Terkadang Eliana terkenang dengan masa-masa dimana lelaki itu mencandainya di mobil dengan mengatakan bahwa pipinya seperti bakpao. Eliana sempat sedikit merasa tersinggung, namun Nuno segera menyusulkan kata-kata manis dengan mengatakan bahwa pipi bakpao itu yang tercantik dan membuatnya terkenang setiap malam.

Pipi Eliana merah waktu itu. Nuno seperti membawanya ke masa-masa sepuluh tahun yang lalu ketika ia masih remaja. Perasaan cinta semacam itu muncul kembali, padahal usianya sudah sangat matang sekarang ini, bukan remaja lagi. 

Letupan-letupan kecil semacam perasaan cinta jadi timbul tenggelam di dalam hatinya. Namun bila mengingat Miko dan Hans, ia usir kembali perasaan jatuh cinta semacam itu.

Sebulan ini, Eliana mampu mengendalikan keadaan.
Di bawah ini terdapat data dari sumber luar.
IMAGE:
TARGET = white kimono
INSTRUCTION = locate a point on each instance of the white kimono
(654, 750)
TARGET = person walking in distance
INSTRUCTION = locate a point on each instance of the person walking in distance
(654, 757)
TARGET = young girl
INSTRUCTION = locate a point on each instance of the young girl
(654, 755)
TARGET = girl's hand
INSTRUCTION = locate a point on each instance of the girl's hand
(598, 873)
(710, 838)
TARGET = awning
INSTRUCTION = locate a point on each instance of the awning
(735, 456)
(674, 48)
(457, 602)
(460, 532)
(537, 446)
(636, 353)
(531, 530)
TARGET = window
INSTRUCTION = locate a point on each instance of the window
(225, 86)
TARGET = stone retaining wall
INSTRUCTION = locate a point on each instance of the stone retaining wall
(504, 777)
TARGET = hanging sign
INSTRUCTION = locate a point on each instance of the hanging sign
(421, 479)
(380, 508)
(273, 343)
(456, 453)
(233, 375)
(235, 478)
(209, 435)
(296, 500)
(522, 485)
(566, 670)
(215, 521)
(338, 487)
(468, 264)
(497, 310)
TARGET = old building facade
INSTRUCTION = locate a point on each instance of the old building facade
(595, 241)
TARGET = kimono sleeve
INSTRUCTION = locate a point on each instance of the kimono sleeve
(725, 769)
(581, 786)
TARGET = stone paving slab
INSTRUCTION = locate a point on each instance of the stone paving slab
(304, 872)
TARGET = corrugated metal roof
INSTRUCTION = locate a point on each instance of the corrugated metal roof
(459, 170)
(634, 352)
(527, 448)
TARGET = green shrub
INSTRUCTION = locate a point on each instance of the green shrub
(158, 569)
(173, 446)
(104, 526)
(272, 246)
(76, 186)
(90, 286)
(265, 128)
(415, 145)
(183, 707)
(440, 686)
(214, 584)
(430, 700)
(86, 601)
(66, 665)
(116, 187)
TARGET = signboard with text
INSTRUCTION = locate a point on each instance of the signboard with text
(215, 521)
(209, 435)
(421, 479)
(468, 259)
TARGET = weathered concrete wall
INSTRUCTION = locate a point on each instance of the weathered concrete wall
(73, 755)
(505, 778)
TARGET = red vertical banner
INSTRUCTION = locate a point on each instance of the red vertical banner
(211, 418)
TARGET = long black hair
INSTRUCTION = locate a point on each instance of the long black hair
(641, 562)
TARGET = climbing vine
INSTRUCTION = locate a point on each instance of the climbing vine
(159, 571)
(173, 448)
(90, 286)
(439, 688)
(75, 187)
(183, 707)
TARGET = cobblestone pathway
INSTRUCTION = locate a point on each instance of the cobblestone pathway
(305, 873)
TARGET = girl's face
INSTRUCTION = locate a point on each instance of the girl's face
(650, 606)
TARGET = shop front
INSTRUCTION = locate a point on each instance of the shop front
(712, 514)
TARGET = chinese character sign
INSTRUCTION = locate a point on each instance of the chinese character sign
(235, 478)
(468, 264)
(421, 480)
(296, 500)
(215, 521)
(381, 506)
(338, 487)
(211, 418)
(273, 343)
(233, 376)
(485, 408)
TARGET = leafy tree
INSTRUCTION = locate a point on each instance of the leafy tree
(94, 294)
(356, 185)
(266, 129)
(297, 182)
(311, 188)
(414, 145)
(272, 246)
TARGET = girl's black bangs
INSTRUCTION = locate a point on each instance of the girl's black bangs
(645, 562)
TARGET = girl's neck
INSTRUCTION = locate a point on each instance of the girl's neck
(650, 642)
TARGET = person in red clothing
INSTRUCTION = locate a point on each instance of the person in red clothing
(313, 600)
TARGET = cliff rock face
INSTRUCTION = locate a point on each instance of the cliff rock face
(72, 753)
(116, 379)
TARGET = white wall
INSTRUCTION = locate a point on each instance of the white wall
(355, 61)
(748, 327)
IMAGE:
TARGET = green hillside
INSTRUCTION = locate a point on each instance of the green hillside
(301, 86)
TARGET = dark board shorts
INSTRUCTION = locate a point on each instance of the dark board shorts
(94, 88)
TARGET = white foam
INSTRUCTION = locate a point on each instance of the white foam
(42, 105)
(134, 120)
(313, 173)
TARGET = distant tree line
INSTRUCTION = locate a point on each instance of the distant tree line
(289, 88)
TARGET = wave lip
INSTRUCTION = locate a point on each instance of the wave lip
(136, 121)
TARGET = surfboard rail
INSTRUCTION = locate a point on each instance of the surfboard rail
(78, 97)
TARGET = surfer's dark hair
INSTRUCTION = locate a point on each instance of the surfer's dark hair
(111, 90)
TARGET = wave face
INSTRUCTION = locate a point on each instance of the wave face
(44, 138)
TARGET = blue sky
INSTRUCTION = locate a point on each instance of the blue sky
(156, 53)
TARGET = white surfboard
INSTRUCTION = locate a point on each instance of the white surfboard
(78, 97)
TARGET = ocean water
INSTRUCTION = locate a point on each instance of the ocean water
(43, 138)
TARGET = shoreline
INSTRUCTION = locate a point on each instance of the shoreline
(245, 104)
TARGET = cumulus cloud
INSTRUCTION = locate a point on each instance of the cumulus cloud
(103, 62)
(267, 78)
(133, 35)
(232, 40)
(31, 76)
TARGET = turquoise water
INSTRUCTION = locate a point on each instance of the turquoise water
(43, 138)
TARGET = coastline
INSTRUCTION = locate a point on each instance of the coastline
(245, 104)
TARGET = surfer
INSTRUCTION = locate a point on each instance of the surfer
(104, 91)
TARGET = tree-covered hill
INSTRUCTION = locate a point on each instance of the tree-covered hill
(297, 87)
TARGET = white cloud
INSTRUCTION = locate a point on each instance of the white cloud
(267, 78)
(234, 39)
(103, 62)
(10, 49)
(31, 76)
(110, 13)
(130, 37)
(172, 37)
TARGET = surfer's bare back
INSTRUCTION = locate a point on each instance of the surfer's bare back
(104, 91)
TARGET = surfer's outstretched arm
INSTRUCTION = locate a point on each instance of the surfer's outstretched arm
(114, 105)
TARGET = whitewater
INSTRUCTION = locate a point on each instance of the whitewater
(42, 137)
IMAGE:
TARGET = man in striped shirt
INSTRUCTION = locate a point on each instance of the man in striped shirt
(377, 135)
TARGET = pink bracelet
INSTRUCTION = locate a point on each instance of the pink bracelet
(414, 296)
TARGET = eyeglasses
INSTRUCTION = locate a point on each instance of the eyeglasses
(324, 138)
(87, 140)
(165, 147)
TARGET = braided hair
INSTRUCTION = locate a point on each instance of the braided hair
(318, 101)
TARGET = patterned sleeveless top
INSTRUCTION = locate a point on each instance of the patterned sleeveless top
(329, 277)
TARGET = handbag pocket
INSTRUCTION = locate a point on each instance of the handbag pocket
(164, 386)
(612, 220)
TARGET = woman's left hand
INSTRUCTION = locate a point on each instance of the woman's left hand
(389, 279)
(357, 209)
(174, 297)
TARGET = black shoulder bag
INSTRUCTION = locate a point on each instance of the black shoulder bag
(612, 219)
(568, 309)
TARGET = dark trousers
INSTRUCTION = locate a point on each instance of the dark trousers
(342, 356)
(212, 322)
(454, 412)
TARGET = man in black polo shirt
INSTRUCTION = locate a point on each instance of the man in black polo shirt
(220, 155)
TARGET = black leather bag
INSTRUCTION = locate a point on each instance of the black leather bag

Sampai di suatu siang, telepon kantornya berdering dan sebuah suara yang ia kenal menyapanya dengan sangat hangat. 

“Kalau calling kamu di hp pasti di-reject,” kata suara di seberang sana.

Ya, itu suara Yahya. Eliana masih ingat kalau ia sempat memberikan nomor telepon butiknya kepada lelaki itu. Entah mengapa, ia percaya dengan lelaki itu, sangat percaya malah. Pada diri Yahya, Eliana seperti menemukan teman. 

Yahya menanyakan keadaannya, dan dijawab bahwa ia baik-baik saja. Lalu Yahya menanyakan mengapa ia sulit sekali ditemui akhir-akhir ini. Kepada Yahya, Eliana mengatakan bahwa ia sangat sibuk. Sebuah pesanan seragam Aming tamu datang kepadanya dalam jumlah yang besar, dan semua harus tepat deadline. Sesungguhnya, itu hanya alasan saja. Yang terjadi sebenarnya adalah bahwa Eliana memang menghindari kontak dengan Nuno termasuk teman-teman lelaki itu dan semua hal yang akan mengingatkannya pada perasaan jatuh cinta yang meletup kecil-kecil.

Yahya tak bisa berbasa-basi. Ia langsung mengatakan kepada Eliana bahwa Nuno 'kacau' akhir-akhir ini. Sempat Eliana merasakan desiran. Perasaan khawatir muncul. Ia tak bisa bila harus menahan tanya, apa yang terjadi? Yahya bercerita, sebuah cerita panjang yang membuat jantung Eliana seperti berhenti berdetak.

Dia mau cerai.

Kata-kata Yahya berdenging terus di telinganya. Eliana merasa apa yang terjadi dalam rumah tangga Nuno itu ada andil dirinya meskipun sedikit.